The budget blueprint for President Donald Trump's first budget and released by the Of
AP/Jon Elswick

While President Donald Trump’s proposed budget cuts just $2.6 billion from the budget of the Environmental Protection Agency, the benefits for the American economy will likely be much larger.

The biggest economic benefits from Trump’s EPA budget would come from the complete elimination of funding for implementing the “Clean Power Plan,” the Obama administration’s scheme to cut carbon dioxide emissions from the electricity generating sector. The plan would have cost consumers hundreds of billions of dollars in increased energy costs and inflicted even further damage on America’s coal mining sector.

Estimates of the costs of the Clean Power Plan vary, with the EPA itself claiming it would cost virtually nothing while industry estimates say it would cost consumers as much as $214 billion in higher energy costs by 2030. Energy Ventures Analysis, a consultant group that receives much of its income from the energy industry, has said that replacing otherwise perfectly good electricity generating capacity with Clean Power Plan compliant capacity would cost as much as $64 billion.

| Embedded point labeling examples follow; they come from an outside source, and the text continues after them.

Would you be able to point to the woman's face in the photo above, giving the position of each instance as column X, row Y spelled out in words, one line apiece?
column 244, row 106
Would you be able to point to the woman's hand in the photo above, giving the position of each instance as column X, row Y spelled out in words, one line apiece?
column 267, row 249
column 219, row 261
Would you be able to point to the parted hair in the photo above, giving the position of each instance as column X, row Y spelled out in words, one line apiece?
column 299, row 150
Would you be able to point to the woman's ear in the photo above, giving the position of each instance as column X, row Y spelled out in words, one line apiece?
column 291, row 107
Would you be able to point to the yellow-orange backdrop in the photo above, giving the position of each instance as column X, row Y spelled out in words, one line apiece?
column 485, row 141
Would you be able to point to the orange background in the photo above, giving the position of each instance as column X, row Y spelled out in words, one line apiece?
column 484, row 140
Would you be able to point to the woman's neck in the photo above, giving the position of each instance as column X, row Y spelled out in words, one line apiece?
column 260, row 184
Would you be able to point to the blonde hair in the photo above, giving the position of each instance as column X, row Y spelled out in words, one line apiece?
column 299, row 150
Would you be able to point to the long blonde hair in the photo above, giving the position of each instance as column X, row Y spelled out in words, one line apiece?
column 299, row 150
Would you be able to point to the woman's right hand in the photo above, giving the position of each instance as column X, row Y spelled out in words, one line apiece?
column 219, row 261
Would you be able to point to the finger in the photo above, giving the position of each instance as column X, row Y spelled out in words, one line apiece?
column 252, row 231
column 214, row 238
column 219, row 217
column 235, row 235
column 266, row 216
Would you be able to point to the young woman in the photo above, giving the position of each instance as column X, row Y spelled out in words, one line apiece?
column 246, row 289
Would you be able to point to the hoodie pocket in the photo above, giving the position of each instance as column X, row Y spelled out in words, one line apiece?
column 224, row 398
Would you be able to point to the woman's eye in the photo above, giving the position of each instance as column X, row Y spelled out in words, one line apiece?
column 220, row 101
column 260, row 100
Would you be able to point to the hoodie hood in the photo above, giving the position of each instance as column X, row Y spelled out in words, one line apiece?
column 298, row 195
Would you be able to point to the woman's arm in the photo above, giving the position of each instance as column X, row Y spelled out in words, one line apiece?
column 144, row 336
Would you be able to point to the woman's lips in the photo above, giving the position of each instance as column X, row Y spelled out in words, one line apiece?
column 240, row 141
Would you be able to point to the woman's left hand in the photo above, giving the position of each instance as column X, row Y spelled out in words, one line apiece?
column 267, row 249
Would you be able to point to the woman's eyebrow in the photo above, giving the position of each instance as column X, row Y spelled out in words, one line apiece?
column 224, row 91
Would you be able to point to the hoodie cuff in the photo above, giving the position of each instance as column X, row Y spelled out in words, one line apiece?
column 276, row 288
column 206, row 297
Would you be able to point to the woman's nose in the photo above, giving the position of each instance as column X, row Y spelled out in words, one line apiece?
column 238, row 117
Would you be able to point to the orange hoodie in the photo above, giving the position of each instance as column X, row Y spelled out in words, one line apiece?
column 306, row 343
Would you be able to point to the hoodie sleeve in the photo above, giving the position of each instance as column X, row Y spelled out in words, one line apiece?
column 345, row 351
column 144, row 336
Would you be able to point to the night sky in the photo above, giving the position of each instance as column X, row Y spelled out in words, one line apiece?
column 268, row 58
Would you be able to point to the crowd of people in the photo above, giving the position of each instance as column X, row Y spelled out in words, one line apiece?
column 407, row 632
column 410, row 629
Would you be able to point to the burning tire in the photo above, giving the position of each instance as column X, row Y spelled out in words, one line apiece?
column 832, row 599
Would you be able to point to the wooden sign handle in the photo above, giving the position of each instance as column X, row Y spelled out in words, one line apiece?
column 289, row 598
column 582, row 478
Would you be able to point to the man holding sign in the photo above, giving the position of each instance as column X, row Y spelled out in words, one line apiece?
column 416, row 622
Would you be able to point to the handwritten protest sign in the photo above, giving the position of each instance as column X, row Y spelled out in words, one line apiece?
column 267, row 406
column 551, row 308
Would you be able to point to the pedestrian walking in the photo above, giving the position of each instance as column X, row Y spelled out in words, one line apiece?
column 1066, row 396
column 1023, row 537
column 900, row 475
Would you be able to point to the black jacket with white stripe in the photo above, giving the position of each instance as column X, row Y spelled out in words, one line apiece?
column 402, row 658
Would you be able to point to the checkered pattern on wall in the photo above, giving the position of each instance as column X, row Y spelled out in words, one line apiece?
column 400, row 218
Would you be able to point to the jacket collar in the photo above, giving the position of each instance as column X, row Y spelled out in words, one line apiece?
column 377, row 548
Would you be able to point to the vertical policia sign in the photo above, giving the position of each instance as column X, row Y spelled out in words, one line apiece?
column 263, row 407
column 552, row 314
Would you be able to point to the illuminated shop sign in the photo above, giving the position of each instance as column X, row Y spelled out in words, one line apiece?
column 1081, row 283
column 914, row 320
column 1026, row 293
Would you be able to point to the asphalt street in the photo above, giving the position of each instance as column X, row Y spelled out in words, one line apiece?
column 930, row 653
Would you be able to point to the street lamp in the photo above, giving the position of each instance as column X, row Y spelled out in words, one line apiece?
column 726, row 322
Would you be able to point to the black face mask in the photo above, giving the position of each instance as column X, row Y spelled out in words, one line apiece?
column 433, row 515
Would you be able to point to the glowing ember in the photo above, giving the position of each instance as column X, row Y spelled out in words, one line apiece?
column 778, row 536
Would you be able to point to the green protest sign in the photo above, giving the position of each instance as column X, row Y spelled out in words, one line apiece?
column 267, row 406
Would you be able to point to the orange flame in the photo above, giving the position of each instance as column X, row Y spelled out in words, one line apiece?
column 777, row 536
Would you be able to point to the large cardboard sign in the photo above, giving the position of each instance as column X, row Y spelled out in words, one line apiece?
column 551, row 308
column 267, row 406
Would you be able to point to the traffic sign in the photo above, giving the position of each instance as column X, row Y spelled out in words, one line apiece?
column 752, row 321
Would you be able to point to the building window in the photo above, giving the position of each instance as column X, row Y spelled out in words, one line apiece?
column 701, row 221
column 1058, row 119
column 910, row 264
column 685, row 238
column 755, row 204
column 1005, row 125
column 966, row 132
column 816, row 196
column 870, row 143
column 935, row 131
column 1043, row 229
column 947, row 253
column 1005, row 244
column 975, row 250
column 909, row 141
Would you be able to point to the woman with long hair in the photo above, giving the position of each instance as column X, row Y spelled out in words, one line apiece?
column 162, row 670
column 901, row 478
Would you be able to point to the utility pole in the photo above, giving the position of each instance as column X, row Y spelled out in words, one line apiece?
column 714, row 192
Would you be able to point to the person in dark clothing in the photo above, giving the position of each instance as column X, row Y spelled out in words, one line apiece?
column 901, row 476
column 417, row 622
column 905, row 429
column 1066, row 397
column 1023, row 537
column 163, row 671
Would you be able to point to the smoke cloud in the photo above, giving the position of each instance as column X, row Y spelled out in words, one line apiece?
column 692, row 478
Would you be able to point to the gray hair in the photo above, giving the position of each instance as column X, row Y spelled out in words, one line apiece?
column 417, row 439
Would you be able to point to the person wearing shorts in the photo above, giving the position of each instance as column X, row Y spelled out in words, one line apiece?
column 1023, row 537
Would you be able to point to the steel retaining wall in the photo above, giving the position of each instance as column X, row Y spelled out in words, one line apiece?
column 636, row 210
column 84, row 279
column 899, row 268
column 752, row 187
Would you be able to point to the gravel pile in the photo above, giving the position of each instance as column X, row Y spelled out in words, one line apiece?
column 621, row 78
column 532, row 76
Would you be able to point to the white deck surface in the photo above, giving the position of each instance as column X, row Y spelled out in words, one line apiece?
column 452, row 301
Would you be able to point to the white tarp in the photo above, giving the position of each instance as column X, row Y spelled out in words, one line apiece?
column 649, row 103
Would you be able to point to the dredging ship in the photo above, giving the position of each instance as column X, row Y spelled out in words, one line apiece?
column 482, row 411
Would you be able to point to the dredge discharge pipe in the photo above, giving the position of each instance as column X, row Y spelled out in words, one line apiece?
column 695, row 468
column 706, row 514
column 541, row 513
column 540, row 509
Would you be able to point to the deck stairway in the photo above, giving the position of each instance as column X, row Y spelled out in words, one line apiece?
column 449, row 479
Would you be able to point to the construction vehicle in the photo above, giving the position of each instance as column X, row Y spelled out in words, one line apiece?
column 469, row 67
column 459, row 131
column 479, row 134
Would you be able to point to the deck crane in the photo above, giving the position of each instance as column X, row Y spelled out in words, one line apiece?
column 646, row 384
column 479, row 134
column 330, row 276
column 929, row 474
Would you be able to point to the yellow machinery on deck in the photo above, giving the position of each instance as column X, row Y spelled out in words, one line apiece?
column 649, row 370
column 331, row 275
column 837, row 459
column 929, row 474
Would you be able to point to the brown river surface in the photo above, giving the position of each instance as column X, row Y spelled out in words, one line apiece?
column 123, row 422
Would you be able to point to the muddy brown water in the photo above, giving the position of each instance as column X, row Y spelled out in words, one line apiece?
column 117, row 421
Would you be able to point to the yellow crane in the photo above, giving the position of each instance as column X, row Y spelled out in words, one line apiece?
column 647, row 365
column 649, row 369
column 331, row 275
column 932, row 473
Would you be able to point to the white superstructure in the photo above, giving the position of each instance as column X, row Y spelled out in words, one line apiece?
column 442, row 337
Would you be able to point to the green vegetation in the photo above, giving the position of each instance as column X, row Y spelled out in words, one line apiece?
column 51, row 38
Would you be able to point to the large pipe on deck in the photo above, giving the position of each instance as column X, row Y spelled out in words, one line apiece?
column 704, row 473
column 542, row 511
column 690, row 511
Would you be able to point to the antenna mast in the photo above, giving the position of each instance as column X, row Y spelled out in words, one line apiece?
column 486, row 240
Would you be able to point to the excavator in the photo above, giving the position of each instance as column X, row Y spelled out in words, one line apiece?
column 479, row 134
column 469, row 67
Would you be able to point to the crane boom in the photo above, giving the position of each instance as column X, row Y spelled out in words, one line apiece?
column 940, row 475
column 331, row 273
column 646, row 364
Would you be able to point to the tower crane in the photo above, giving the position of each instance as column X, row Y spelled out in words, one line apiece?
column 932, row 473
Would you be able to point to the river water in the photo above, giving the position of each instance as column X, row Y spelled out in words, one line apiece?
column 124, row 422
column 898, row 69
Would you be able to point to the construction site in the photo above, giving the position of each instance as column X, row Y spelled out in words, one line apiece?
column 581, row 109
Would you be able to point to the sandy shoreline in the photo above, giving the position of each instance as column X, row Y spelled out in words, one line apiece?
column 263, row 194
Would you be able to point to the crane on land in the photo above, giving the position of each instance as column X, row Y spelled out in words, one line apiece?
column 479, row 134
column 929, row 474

But even if the costs are smaller, stopping the Clean Power Plan will mean consumers have more money to spend, save and invest in America’s growing economy. And billions of dollars that would have gone to replace existing power generating facilities, can be invested in expansionary economic activity.

Defunding the Clean Power Plan puts into action the idea of “deconstructing the administrative state.” The Clean Power Plan’s demands for a radical reshaping of America’s power industry weren’t included in any legislation passed by Congress or signed by the President. They were the creation of career bureaucrats and Obama administration political appointees.

The Supreme Court went so far as to issue a stay of the plan pending judicial review, blocking the EPA from implementing the scheme pending judicial review. The U.S. Court of Appeals for the District of Columbia Circuit heard arguments over challenges to the plan in September of 2016.

Cutting the EPA staff by 20% may also benefit the American economy if it forces the EPA to backdown from its aggressive regulatory and enforcement agenda. Last year, The American Action Forum, a center-right policy Institute, estimated that EPA now imposes nearly 200 million hours of paperwork to comply with its regulations. It estimated that it would take more than 94,000 employees working full-time to complete one year of EPA paperwork.

“The agency’s burden has surged 23 percent since 2009 and 34 percent since 2002,” the American Action Forum reported.